День рождения решили отмечать дома. Человек пятнадцать — близкие друзья, коллеги, Ярослав с женой.
С утра Яна крутилась на кухне. Салаты, горячее, торт заказали. Стас помогал — резал овощи, накрывал на стол.
— Ярик точно один придет? — спросил между делом.
— Обещал.
— Хорошо.
К семи начали собираться гости. Ярослав появился в половине восьмого. За ним в дверь протиснулись двое.
Отец — седой, прямой как палка, в строгом костюме. Мать — маленькая, в платье с цветочками, с коробкой в руках.
Стас застыл с бутылкой в руках.
— Что это значит?
— Стасик, сынок… — мать шагнула вперед.
— Я вас не приглашал.
— Мы сами пришли, — отец говорил жестко. — Имеем право.
— Никаких прав вы не имеете! Ярослав, какого черта?
— Брат, ну не гони. Они родители.
— Мне плевать! Убирайтесь!
Гости замерли. Кто с бокалом, кто с тарелкой. Неловкая тишина.
— Стас, не надо, — Яна тронула его за руку.
— Нет, надо! — он вырвался. — Десять лет вы меня не знали! Свадьбу мою игнорировали! Внука не признаете! А теперь явились?
— Мы хотели поздравить, — мать протянула коробку. — С днем рождения.
— Засуньте свои поздравления! Мне от вас ничего не надо!
— Станислав, прекрати истерику! — рявкнул отец. — Веди себя как мужчина!
— Как вы меня учили? Выгнать из дома того, кто оступился?
— Ты позорил семью!
— Я был студентом! Обычным студентом, который не сдал сессию!
— Из-за пьянок и девок!
— И что? Это повод вышвырнуть сына на улицу?
Мать заплакала. Отец побагровел.
— Мы дали тебе урок!
— Вы сломали мне жизнь! Если бы не Яна, не друзья — где бы я был?
— Не преувеличивай. Выжил же.
— Без вас выжил! И проживу!
Ярослав попытался встать между ними.
— Ребята, давайте успокоимся. Гости же…
— Пусть уходят! — Стас развернулся к двери. — Вон! Оба!
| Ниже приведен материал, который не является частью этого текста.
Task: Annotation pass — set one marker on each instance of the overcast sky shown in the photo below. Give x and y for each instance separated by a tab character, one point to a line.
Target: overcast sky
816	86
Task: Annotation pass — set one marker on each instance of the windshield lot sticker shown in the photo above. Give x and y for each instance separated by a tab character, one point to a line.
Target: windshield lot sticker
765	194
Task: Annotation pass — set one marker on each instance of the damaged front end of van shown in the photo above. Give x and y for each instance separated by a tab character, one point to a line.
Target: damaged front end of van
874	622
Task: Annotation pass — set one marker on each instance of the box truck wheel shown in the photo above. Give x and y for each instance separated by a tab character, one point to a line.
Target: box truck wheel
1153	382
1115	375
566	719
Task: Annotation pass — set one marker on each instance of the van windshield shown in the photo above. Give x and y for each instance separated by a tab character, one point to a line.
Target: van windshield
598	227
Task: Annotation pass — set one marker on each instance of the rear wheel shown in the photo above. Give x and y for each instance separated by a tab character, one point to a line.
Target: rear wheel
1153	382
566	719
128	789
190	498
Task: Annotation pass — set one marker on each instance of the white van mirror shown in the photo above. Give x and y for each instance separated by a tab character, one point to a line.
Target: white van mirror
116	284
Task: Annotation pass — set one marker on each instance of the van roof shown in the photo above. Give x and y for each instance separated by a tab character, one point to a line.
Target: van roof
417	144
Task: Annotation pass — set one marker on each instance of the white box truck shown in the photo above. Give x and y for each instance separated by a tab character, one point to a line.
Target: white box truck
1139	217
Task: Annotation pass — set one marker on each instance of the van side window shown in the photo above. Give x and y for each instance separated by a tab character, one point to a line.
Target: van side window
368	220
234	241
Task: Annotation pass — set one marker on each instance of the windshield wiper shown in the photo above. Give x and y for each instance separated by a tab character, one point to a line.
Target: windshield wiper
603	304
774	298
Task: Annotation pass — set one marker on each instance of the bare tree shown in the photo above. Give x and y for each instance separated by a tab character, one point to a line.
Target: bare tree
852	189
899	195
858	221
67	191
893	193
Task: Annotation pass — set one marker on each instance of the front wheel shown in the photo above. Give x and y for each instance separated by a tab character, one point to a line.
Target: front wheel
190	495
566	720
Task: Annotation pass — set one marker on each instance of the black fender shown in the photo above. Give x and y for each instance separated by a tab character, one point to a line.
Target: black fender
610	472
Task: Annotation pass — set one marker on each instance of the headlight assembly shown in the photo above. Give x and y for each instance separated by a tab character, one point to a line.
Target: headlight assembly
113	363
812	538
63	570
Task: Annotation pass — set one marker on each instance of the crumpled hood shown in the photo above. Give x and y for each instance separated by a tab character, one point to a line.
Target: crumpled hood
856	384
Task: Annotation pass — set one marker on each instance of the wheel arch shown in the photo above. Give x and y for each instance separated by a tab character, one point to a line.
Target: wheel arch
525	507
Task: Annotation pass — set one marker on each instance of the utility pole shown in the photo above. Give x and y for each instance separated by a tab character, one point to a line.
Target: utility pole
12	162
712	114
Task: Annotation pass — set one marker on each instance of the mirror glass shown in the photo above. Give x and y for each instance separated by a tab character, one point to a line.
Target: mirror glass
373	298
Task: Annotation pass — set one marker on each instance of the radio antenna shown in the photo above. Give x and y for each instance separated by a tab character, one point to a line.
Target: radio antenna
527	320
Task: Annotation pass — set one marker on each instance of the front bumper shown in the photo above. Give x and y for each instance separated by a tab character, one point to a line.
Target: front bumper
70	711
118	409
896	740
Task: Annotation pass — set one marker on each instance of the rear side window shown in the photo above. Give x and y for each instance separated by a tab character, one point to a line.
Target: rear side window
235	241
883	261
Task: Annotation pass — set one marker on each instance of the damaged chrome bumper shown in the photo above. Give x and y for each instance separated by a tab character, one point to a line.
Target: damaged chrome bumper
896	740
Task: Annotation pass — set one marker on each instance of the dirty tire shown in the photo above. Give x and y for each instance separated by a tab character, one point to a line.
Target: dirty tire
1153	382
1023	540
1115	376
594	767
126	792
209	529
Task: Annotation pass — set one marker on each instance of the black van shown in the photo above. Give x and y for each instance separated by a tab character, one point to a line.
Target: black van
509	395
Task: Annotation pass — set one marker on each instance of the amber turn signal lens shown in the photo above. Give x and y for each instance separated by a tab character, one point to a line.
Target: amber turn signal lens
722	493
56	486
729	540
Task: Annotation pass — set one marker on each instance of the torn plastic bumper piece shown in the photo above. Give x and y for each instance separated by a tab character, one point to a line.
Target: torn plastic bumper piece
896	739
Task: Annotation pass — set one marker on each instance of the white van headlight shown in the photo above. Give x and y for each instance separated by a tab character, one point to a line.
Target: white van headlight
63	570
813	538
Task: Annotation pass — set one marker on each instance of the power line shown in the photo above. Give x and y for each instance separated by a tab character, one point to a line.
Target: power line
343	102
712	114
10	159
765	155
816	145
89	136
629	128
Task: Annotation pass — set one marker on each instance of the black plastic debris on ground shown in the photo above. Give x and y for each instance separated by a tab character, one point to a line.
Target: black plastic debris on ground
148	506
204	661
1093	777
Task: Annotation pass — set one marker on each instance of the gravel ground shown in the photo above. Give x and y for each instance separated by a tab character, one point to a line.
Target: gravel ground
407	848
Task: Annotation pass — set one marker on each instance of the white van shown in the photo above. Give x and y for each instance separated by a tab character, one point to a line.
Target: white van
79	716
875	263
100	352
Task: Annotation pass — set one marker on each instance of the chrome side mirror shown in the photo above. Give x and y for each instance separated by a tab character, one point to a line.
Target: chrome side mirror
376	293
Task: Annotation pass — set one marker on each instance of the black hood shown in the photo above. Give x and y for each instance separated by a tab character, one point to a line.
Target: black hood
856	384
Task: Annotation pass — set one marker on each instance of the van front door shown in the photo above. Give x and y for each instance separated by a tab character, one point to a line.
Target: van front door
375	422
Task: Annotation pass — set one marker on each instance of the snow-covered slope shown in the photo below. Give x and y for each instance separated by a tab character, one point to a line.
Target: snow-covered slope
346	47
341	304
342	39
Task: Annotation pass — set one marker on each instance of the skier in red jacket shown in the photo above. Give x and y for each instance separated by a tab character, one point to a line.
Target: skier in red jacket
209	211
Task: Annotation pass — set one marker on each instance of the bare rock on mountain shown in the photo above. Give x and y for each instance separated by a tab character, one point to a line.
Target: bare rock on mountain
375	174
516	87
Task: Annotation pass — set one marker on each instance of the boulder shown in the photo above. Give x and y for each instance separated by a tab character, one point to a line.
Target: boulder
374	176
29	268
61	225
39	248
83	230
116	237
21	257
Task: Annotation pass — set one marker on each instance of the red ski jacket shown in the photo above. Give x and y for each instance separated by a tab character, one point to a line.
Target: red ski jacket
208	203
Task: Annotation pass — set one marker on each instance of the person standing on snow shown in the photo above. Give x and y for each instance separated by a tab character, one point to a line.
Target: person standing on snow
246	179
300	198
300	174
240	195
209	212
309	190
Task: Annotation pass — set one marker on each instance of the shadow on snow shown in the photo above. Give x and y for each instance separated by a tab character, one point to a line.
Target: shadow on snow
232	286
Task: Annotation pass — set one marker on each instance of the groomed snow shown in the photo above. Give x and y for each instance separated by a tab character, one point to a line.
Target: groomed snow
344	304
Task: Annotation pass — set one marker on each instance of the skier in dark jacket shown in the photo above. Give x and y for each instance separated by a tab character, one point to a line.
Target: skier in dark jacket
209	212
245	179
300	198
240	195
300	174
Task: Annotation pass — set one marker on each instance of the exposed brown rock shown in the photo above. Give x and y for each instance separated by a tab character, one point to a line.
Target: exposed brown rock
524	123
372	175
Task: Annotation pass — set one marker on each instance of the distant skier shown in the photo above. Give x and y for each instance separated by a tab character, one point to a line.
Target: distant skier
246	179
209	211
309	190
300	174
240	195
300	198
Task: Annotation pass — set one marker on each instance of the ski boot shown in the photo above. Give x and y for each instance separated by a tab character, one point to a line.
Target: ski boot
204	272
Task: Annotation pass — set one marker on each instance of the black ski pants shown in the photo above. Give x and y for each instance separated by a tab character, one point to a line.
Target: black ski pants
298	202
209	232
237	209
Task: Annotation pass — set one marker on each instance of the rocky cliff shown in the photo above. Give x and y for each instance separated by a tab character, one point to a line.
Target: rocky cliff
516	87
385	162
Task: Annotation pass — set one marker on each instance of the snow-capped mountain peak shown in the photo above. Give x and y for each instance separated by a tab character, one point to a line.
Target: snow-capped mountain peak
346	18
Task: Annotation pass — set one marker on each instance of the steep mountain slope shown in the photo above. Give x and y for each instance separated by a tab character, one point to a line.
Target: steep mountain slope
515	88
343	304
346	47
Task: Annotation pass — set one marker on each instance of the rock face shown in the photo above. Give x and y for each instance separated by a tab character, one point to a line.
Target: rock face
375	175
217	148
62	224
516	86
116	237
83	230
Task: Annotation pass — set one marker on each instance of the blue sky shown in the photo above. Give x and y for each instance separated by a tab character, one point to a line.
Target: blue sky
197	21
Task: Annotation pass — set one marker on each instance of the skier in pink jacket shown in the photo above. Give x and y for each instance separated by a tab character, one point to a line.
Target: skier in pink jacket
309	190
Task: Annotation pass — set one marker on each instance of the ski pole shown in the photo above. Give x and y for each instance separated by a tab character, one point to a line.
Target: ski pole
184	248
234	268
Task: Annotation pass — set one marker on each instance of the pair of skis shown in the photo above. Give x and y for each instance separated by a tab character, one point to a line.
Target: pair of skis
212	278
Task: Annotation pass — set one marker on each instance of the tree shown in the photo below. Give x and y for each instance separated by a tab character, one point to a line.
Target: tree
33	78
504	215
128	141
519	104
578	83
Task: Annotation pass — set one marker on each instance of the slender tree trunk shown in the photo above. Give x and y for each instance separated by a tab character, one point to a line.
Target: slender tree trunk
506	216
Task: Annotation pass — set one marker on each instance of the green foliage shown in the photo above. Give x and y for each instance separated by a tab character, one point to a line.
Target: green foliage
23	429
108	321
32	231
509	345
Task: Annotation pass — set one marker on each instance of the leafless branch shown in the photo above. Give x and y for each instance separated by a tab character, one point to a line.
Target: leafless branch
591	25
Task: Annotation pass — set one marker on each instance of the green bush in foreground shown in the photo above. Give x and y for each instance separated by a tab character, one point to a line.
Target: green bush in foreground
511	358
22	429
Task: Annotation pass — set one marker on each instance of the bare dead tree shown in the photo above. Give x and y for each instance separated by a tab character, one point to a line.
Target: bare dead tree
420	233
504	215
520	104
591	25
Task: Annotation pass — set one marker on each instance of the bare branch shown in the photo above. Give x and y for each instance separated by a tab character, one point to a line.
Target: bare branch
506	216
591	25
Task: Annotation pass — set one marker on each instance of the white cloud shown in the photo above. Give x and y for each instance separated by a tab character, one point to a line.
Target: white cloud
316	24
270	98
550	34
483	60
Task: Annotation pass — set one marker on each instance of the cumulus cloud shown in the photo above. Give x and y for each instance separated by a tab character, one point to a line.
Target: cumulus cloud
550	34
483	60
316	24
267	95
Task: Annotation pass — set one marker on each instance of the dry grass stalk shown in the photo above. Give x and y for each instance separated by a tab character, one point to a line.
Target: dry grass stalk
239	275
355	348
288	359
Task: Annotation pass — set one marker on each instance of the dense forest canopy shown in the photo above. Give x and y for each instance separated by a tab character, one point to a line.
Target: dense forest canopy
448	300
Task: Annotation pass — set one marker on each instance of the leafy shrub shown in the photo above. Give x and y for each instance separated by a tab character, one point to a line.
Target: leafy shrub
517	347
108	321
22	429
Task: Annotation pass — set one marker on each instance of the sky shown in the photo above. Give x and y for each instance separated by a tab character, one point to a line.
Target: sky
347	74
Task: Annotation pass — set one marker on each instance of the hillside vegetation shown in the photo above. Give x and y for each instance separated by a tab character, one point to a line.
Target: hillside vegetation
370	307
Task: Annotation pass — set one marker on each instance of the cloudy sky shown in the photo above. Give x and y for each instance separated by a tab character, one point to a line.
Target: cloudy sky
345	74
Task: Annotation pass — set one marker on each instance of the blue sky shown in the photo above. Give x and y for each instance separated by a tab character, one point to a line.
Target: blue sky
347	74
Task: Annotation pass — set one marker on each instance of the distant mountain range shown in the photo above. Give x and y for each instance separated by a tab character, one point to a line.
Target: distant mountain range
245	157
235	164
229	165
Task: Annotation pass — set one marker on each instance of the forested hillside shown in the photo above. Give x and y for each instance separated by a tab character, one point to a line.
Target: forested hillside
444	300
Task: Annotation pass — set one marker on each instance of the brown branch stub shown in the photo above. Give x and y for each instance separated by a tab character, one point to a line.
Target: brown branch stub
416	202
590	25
Отец выпрямился еще больше.
— Что ж. Теперь я точно знаю, что принял правильное решение. Все наше имущество достанется Ярославу. Все до копейки. А ты — ноль. Пустое место.
— Да мне плевать на ваши деньги!
— Посмотрим, как запоешь, когда мы помрем.
— Скатертью дорога!
Родители ушли. Мать всхлипывала, отец шел, чеканя шаг. Ярослав побежал следом, что-то говорил, уговаривал.
В комнате повисла тишина.
— Простите, — сказал Стас гостям. — Семейные разборки.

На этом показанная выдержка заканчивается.